Multifaceted Disease, Multifaceted Scoring System
 
"When a patient with an airway disease comes to our outpatient clinic, it is important to know the severity of the disease to plan treatment," Dr. Martinez-Garcia said. "Unfortunately, we have not one single variable to explain the whole impact of the disease, since each has a separate etiology and progression rate. For example, patients with a severe cough may have only [limited] bronchiectasis or have no exacerbation, and there are patients with [extensive] bronchiectasis without symptoms. [We] developed a grading system to better define the severity of these diseases. Our objective was to construct a scale using information from one of the largest databases of patients with bronchiectasis in Europe," he reported.
 
This multicenter study involved 819 patients diagnosed with noncystic fibrosis bronchiectasis using high-resolution computed tomography. Of these patients, 397 were randomly selected to serve as the construction cohort (used to configure the test variables) and the remaining 422 served as the validation cohort (used to determine the sensitivity and specificity of the test). The mean age of the patients was 58.7 years and the cohort was 56% female. Patient characteristics were well balanced between the 2 groups.
 
The researchers constructed a 7-point score for disease severity, dubbed the FACED score, using the relative weight of 5 variables associated with the 5-year all-cause mortality of bronchiectasis: lung function, age, radiologic extension, microbiologic data, and symptoms.
 
In assessing lung function, postbronchodilation forced expiration volume in 1 s (FEV1) below 50% is assigned 0 points and an FEV1 above 50% is assigned 2 points.
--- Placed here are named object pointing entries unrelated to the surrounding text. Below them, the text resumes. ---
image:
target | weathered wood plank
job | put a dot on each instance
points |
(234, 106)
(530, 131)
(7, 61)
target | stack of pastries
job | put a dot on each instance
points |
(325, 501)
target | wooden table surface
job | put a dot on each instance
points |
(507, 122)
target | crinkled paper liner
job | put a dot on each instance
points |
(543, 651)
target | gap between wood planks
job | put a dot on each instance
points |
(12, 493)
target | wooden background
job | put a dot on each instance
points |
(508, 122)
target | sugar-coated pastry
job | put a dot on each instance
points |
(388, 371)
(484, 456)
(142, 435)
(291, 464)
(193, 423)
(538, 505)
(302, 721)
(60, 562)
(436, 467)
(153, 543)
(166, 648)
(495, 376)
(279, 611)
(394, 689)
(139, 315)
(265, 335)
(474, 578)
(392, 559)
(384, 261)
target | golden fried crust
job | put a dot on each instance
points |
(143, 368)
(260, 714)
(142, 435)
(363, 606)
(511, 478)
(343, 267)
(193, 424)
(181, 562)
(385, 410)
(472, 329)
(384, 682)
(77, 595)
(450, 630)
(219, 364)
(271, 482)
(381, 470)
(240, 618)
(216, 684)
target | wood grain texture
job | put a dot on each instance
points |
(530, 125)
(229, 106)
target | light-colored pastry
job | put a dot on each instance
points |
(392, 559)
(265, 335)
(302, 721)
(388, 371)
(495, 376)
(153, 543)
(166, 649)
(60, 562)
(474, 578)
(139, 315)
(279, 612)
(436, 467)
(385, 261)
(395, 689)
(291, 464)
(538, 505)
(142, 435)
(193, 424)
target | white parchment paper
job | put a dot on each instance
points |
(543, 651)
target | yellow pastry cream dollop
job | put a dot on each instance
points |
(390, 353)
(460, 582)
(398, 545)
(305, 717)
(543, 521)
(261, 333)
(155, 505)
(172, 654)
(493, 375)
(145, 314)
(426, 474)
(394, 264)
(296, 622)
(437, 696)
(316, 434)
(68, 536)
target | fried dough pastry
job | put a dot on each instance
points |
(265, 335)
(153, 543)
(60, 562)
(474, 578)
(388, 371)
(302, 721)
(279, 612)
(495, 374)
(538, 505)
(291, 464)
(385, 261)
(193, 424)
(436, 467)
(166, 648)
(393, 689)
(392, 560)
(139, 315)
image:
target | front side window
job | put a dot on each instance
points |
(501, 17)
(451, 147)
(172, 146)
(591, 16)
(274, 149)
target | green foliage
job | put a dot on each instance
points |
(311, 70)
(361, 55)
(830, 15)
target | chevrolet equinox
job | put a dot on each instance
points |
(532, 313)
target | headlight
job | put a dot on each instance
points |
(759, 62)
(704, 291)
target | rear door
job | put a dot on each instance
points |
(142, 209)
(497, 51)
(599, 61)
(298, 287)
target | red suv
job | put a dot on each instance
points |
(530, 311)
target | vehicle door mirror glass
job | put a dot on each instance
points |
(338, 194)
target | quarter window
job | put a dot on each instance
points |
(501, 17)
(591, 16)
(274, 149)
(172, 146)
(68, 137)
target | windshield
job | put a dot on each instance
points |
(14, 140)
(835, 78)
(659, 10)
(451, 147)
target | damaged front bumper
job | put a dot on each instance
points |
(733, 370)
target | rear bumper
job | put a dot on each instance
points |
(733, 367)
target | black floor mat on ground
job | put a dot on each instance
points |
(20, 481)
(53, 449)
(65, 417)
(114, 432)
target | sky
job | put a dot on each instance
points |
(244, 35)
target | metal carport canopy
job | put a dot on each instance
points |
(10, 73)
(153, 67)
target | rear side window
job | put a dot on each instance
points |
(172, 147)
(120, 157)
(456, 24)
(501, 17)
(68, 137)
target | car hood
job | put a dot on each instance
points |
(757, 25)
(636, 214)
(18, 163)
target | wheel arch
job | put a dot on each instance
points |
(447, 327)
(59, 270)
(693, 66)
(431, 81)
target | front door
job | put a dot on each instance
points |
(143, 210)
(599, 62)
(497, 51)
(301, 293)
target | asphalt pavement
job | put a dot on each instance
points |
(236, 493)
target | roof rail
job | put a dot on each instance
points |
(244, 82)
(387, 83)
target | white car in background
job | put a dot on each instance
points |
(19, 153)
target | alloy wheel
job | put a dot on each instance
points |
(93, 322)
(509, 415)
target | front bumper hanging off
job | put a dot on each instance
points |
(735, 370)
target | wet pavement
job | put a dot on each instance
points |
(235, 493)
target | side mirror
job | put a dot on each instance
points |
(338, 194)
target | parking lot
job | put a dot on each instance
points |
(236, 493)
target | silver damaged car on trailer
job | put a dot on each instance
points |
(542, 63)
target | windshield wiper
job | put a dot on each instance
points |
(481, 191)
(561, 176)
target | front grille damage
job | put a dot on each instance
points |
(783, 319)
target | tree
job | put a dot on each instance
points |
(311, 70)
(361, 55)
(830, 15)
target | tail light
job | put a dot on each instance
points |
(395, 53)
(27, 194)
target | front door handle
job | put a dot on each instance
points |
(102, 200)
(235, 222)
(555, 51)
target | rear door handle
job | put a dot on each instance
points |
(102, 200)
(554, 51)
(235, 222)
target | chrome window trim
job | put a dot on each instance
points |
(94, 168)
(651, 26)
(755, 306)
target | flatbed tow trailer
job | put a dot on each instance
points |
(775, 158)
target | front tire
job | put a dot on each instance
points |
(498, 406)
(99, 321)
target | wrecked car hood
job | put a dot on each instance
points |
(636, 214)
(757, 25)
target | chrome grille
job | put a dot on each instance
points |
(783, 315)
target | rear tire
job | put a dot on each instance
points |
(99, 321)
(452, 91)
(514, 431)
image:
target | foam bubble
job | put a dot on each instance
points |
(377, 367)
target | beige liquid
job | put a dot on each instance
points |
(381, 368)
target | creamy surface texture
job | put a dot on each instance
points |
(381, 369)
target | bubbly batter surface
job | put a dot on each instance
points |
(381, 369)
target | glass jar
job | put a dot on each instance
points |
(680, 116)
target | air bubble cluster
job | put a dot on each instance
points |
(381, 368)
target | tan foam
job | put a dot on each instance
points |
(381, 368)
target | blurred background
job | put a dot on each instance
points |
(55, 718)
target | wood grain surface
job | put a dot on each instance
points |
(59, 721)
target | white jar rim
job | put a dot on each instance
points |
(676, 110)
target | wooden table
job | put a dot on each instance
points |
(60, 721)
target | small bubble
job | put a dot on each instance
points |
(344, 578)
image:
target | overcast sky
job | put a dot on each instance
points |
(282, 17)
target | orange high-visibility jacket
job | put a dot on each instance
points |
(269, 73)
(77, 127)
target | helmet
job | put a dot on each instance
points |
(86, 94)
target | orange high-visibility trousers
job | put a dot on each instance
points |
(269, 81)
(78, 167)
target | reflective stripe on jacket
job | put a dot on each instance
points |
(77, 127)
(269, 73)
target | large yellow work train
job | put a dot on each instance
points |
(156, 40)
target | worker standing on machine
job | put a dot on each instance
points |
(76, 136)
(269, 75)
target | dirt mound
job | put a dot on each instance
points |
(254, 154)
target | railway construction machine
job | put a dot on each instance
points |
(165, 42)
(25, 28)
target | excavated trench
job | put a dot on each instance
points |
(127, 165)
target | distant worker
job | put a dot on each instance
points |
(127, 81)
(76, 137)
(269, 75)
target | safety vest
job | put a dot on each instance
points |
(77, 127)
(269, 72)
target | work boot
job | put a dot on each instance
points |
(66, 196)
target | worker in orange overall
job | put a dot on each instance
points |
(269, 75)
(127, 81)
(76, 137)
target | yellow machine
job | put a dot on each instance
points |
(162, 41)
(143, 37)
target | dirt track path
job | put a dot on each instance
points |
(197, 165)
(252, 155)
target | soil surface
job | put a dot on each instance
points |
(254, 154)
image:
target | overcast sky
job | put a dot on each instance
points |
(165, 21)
FEV1 had an odds ratio [OR] of 5.2 (95% confidence interval [CI], 2.8 to 9.8).
 
In assessing age, patients 70 years and younger are assigned 0 points and those older than 70 years are assigned 2 points (OR, 4.9; 95% CI, 2.7 to 9.3).
 
In assessing radiologic extension (OR, 1.9; 95% CI, 1.1 to 3.5), the involvement of only 1 lobe is assigned 1 point and the involvement of 2 or more lobes is assigned 2 points.
 
In assessing microbiologic data, the absence of Pseudomonas aeruginosa colonization (OR, 2.4; 95% CI, 1.3 to 4.6) is assigned 0 points and the presence is assigned 1 point.
 
In assessing symptoms (OR, 2.8; 95% CI, 1.5 to 5.2), the absence of dyspnea is assigned 0 points and the presence is assigned 1 point.
 
"Patients with 0, 1, or 2 points have mild bronchiectasis because their probability of death in the next 5 years from the diagnosis of bronchiectasis is less than 5%," Dr. Martinez-Garcia explained. "Patients with 3, 4, or 5 points have moderate bronchiectasis and patients with 6 or 7 points have severe bronchiectasis because their probability of dying within 5 years is almost 70%," he said. He added that the scale has good specificity.
 
In an interview with Medscape Medical News, Conway Wong, CMDHB, from the Department of Respiratory Medicine at Middlemore Hospital in Auckland, New Zealand, said that "this study has determined which factors best predict mortality in bronchiectasis."
 
It might be useful to incorporate this approach in "future clinical trials to determine if an intervention is more effective in patients with severe disease. It may also guide clinicians in deciding whether patients require more intensive treatment or monitoring," Dr. Wong added.
 
"In the next months, we will contact some colleagues worldwide with large databases in bronchiectasis to perform an external validation of the FACED score. We are awaiting publication of this study [before we begin to] use the scale in patients entering our clinic," Dr. Martinez-Garcia said. "This is an easy-to-use grading system" in which the construction and validation cohorts compared well, as did the different centers involved in the study, he noted.
 
Regarding future plans, he reported that because "age is not a treatable variable, we are studying a similar scoring system that does not include age but includes severe exacerbations."